Ситт-Мариам прижала возлюбленного к груди, поцеловала в щеку и спросила: «Нур-ад-дин, сколько дней ты в этом городе?» — «Семь дней», — ответил юноша.

«Ходил ли ты по городу и узнал ли ты его дороги и выходы и ворота со стороны суши и моря?» — спросила царевна. — «Да», — ответил купеческий сын. «А знаешь ли ты дорогу к сундуку с приношениями, который стоит в церкви?» — спросила Мариам. И Нур-ад-дин ответил: «Да». Тогда она сказала: «Раз ты все это знаешь, как пройдет треть следующей ночи, пойди к сундуку с приношениями и возьми оттуда что пожелаешь, а потом открой ворота церкви — те, что в проходе, который ведет к морю, — и увидишь маленький корабль, на нем десять человек матросов. Они помогут тебе подняться на борт. Жди меня там, да смотри, не проспи завтрашней ночью».

Молодые люди попрощались, и Мариам ушла. Она разбудила своих невольниц и других девушек и увела их. Подойдя к воротам церкви, постучалась. Старуха открыла ворота, царская дочь села верхом на мула, подведенного ожидавшими за воротами патрициями, и отправилась во дворец. Девушки следовали за своей госпожой. Процессию окружали стражники с обнаженными мечами.
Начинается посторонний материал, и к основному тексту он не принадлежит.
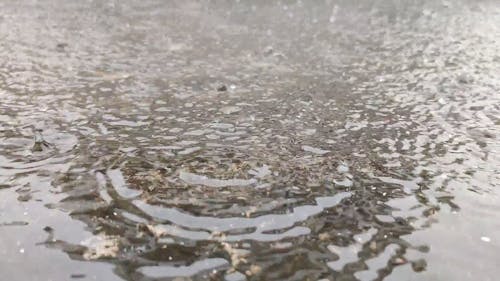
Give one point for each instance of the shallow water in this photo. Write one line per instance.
(250, 140)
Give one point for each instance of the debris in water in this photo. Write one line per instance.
(230, 109)
(222, 88)
(101, 246)
(195, 179)
(314, 150)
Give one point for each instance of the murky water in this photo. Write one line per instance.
(228, 140)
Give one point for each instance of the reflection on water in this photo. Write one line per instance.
(249, 140)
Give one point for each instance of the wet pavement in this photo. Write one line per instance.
(249, 140)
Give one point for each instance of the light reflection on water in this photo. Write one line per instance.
(349, 140)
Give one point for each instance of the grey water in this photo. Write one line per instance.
(249, 140)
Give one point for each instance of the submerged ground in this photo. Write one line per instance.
(252, 140)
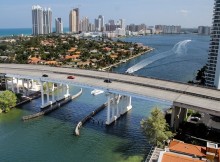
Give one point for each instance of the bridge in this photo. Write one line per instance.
(181, 96)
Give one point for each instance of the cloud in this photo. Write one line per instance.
(183, 12)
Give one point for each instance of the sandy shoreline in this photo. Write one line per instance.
(125, 60)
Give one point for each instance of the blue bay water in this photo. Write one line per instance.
(50, 138)
(20, 31)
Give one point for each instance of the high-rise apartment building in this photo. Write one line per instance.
(212, 73)
(47, 21)
(37, 20)
(59, 25)
(74, 20)
(84, 24)
(99, 23)
(204, 30)
(41, 20)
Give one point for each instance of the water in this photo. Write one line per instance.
(176, 57)
(50, 138)
(178, 49)
(20, 31)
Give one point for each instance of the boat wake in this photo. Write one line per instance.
(178, 49)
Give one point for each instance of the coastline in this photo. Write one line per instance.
(125, 60)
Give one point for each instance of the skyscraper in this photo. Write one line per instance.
(59, 25)
(37, 20)
(212, 73)
(47, 21)
(41, 20)
(74, 20)
(101, 23)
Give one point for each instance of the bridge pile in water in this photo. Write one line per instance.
(88, 117)
(53, 107)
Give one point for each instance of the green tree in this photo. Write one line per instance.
(156, 128)
(7, 100)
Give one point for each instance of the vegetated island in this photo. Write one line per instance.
(68, 51)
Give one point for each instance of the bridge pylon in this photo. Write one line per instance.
(117, 106)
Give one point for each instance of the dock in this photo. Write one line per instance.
(53, 107)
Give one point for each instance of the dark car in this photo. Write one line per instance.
(44, 75)
(107, 81)
(70, 77)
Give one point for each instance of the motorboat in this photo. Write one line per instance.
(96, 92)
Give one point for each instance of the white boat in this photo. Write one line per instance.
(96, 92)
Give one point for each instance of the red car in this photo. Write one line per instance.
(70, 77)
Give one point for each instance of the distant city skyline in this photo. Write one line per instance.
(186, 13)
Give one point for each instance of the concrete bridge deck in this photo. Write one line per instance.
(188, 96)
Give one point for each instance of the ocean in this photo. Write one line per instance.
(50, 138)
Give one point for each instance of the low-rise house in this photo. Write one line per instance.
(34, 60)
(72, 57)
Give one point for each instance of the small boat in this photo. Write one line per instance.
(96, 92)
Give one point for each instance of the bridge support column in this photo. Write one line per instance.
(17, 86)
(23, 90)
(67, 91)
(177, 117)
(42, 93)
(53, 98)
(12, 85)
(6, 84)
(117, 106)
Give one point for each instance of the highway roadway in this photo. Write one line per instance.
(199, 98)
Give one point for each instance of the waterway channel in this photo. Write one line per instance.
(50, 138)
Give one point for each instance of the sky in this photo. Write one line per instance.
(187, 13)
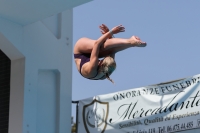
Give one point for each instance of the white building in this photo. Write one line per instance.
(36, 38)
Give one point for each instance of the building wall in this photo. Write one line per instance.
(43, 51)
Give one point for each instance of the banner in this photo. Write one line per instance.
(162, 108)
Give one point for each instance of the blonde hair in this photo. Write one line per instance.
(107, 67)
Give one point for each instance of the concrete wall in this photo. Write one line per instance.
(41, 73)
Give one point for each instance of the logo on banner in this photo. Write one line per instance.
(95, 116)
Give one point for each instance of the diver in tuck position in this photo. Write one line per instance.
(87, 53)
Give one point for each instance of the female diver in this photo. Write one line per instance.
(87, 53)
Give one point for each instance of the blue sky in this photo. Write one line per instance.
(170, 28)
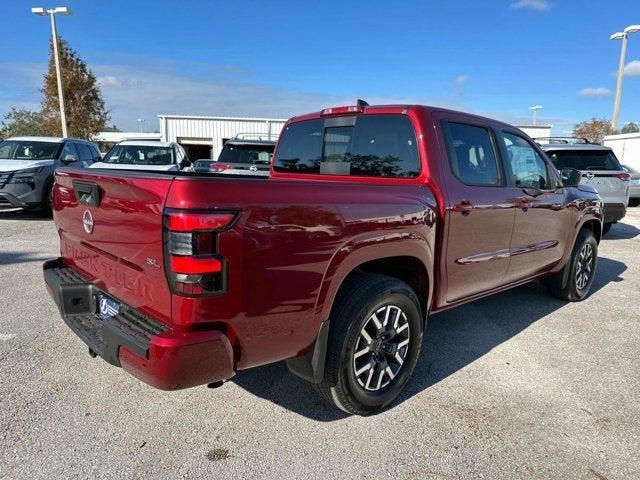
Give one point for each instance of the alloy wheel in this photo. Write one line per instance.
(381, 348)
(584, 268)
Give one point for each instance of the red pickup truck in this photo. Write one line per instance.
(373, 218)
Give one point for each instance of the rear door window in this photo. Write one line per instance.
(69, 149)
(472, 155)
(85, 152)
(585, 159)
(368, 146)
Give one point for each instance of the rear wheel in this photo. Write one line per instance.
(374, 343)
(574, 281)
(47, 201)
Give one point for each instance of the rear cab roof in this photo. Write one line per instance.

Вот что было с Мариам-кушачницей. Что же касается Нур-ад-дина каирского, то он скрывался за занавеской, за которой они прятались с Мариам, пока не взошел день, и открылись церковные врата. Потом юноша смешался с толпой прихожан и прошел к старухе, смотревшей за порядком в церкви. «Где ты спал сегодня ночью?» — спросила она. Молодой человек ответил: «В одном месте в городе, как ты мне велела». — «О дитя мое, ты поступил правильно, — сказала женщина. — Если бы ты провел эту ночь в церкви, царевна приказала бы казнить тебя». — «Хвала Аллаху, который спас меня от зла этой ночи!» — сказал Нур-ад-дин.